Berry contacted HPOU President Ray Hunt for his ideas on possible ticket recipients in the Department. Mayo’s name kept cropping up.
“Ray Hunt called me and chose me out of the Department to go to LA,” said Mayo, a member of the HPD Dive Team.
“We did swift-water rescue missions and operations. We used Zodiac inflatable boats for boat operation rescues.”
This specialty work entailed rooftop and high-water rescue. Mayo and other officers were assigned to different areas that were thickly populated and in high water. He rescued more than 100 Houstonians. The 16 members of the Dive Team rescued more than 3,000 people.
Rescues, Mayo said, “were all in a day’s work.”
Cormier used his experience as a reservist in the U. S. Army to the fullest in the aftermath of Hurricane Harvey, put to use his in-depth experience serving as an Army liaison to local non-governmental agencies in Iraq and Afghanistan as a member of Fox assigned to work with the Coast Guard.
The 12-year veteran and “next guy to go to helicopter school” was assigned to help the U. S. Coast Guard to help “in all air operations.” The guard coordinated every airborne operation in Houston and along the Texas Gulf Coast all the way to Beaumont.
“The Coast Guard was running the entire air space, coming in and rescuing people off rooftops but had no place to put them,” Cormier explained. “What were we supposed to do with these people. We needed landing zones and shelters.”
Cormier’s job was to find these facilities and coordinate the logistics. It was a non-stop procedure just like those conducted by numerous Houston police officers. He often focused on non-life-threatening rescues and getting the people to dry land, first from inside the Loop 610 but also extending from Katy to Beaumont.
Headquarted at the Ellington Coast Guard Center, Cormier coordinated Operation Barbecue Relief, a huge volunteer organization with chefs in all 50 states who work to supply food to first responders and major disaster victims.
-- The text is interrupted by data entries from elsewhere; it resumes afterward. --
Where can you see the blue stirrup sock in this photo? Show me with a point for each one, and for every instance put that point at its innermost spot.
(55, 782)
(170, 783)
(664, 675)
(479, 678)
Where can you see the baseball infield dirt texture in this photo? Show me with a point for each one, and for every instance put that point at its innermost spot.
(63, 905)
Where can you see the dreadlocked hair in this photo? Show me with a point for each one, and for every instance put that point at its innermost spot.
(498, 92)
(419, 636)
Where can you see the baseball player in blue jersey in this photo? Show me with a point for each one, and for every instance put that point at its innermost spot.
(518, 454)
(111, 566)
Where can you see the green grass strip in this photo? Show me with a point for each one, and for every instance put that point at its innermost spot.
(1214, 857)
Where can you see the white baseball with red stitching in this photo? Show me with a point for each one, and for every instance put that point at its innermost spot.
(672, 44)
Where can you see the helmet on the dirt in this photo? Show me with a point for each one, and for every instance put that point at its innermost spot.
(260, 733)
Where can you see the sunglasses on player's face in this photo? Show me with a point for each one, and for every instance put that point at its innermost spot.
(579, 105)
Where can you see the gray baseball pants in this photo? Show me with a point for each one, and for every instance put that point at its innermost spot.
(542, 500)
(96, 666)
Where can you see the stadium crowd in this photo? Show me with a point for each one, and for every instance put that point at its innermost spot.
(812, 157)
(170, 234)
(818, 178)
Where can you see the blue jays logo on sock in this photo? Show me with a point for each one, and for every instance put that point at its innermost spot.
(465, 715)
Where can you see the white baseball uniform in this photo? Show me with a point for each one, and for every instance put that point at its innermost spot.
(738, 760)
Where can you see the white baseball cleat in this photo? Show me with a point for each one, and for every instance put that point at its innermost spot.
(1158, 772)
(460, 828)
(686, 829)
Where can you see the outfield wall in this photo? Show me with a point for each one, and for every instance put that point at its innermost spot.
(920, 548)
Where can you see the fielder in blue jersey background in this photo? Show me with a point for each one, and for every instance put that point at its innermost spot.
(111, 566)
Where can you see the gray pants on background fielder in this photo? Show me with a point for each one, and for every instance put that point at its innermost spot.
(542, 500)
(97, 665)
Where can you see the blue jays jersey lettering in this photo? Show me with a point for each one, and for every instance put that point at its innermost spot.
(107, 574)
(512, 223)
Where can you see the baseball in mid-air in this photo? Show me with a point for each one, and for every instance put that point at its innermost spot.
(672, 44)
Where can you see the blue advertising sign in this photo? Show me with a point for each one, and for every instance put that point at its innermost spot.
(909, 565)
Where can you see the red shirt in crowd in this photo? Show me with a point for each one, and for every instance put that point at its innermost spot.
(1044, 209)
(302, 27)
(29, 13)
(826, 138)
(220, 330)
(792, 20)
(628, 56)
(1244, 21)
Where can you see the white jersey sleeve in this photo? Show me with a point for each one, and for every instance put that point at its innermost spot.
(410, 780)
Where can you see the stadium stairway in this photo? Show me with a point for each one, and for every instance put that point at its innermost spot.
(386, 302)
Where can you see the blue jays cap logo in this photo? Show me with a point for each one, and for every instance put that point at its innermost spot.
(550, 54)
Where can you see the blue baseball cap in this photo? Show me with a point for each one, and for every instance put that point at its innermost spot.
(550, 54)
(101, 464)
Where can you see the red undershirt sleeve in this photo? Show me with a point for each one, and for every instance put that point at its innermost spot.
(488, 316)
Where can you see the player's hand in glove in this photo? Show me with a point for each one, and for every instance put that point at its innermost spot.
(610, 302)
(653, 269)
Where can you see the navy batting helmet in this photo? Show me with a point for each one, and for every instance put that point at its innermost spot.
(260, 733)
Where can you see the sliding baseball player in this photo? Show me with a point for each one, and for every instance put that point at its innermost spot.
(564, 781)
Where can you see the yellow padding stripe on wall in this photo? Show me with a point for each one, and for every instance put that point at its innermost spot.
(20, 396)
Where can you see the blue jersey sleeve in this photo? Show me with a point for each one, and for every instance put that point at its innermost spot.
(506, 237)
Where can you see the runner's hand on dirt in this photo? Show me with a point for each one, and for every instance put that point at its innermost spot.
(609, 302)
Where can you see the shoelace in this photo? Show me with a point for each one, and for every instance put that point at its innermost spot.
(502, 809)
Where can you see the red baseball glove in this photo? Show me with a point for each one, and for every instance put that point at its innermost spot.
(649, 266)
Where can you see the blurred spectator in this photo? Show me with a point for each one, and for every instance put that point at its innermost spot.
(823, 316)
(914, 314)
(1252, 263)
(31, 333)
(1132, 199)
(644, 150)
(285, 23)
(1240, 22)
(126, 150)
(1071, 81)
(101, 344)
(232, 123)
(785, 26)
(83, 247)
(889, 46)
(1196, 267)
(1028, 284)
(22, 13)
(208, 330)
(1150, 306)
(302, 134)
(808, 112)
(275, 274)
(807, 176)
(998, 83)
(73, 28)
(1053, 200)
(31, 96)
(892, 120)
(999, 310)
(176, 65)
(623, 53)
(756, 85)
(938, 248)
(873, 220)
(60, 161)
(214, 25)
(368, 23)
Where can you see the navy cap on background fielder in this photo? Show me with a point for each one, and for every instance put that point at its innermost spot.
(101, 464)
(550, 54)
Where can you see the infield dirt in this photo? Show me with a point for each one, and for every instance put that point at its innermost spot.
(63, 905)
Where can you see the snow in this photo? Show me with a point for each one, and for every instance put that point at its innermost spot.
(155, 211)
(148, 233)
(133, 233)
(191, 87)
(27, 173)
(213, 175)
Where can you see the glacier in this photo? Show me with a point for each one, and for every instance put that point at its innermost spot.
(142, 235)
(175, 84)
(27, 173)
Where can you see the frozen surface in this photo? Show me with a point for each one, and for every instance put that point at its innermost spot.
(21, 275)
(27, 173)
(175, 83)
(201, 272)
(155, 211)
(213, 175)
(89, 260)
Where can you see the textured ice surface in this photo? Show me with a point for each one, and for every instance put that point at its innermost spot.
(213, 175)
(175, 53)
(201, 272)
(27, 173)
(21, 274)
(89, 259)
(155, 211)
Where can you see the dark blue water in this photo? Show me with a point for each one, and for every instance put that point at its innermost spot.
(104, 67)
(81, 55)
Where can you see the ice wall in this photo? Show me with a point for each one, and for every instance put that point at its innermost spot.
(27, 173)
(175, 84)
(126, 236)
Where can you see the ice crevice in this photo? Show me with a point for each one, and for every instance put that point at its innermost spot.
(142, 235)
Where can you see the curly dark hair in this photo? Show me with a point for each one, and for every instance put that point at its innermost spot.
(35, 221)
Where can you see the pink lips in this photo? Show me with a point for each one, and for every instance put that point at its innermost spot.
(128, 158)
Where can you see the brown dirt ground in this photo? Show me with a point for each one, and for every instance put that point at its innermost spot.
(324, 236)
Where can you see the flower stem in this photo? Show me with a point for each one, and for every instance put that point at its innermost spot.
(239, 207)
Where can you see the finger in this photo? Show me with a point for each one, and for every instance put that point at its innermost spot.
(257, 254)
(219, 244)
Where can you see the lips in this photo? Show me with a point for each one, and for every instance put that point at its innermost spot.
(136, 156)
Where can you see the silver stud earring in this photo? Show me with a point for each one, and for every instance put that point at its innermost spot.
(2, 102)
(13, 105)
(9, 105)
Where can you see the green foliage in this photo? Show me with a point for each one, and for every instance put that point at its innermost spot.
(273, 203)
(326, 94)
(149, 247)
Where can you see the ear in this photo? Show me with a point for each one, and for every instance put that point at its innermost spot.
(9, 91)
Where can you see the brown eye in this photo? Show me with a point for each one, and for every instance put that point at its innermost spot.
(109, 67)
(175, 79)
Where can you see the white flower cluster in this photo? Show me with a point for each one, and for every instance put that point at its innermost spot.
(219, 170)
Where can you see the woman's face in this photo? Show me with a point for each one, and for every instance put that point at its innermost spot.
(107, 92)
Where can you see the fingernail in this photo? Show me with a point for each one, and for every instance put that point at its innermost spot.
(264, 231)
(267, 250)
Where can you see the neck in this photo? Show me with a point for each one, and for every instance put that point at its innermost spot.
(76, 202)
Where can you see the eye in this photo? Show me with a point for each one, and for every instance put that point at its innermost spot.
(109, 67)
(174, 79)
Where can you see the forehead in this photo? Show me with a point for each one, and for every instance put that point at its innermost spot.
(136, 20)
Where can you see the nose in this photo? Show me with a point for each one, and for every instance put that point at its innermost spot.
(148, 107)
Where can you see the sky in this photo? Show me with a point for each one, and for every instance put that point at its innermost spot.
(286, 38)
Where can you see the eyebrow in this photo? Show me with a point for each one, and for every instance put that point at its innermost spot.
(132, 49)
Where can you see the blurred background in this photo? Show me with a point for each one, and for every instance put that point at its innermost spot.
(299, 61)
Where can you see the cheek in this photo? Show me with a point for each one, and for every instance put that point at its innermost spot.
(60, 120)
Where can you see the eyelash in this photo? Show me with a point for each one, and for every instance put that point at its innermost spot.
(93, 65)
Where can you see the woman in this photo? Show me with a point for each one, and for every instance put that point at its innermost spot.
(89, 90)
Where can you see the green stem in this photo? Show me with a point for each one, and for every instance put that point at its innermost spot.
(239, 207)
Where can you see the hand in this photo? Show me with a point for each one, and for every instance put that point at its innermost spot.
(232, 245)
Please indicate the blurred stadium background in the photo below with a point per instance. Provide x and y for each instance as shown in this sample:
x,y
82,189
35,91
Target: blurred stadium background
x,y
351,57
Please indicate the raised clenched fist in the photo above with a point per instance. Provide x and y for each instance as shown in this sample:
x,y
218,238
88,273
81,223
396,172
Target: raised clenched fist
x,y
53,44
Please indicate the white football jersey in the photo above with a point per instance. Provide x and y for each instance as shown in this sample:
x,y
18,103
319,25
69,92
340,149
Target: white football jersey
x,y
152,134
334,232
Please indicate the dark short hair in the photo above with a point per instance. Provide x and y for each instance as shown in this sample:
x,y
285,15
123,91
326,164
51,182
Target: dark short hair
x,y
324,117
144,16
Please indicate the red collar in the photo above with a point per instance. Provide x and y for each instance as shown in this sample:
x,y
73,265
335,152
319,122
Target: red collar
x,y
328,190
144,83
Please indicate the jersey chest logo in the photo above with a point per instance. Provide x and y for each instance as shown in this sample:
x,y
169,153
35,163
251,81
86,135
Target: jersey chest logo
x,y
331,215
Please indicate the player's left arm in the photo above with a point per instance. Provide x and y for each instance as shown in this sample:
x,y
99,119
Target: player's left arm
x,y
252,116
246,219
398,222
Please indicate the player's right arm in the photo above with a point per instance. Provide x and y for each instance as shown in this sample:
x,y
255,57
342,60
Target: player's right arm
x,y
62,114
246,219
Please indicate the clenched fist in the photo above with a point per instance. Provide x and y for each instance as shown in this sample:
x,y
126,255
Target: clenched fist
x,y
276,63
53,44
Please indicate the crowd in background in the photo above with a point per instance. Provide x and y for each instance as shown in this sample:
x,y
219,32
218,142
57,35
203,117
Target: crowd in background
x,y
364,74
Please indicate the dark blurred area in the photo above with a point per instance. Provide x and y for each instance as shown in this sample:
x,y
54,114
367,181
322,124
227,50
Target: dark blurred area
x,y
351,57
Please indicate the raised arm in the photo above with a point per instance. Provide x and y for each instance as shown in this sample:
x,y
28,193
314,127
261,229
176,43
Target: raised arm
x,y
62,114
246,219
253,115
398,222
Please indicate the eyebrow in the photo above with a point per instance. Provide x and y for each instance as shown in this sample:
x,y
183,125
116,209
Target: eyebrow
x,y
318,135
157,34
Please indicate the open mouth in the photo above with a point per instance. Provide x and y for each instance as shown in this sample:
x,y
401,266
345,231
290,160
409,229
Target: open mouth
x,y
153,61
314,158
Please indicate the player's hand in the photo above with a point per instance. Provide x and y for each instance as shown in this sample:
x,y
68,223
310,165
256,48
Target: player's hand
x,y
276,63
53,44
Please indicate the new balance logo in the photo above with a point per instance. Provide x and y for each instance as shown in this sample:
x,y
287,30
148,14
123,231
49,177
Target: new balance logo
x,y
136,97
Cormier’s job was to find the people in areas where food was needed the most and get the airborne deliveries to land in the appropriate locations. “The first day 20,000 hot meals were delivered and we worked our way up to 35,000 per day,” he said.
Cormier worked “with all agencies” to coordinate logistics, feeding first responders who were too busy to stop and find food on their own. He had to tackle details such as weight of the food matched with the capabilities of different sized helicopters in timely fashion.
“We were just part of the chain,” the officer explained.
Both officers were chosen by either Berry or McIngvale or both. Their Harvey duties were unforgettable but were topped off with a trip to the World Series.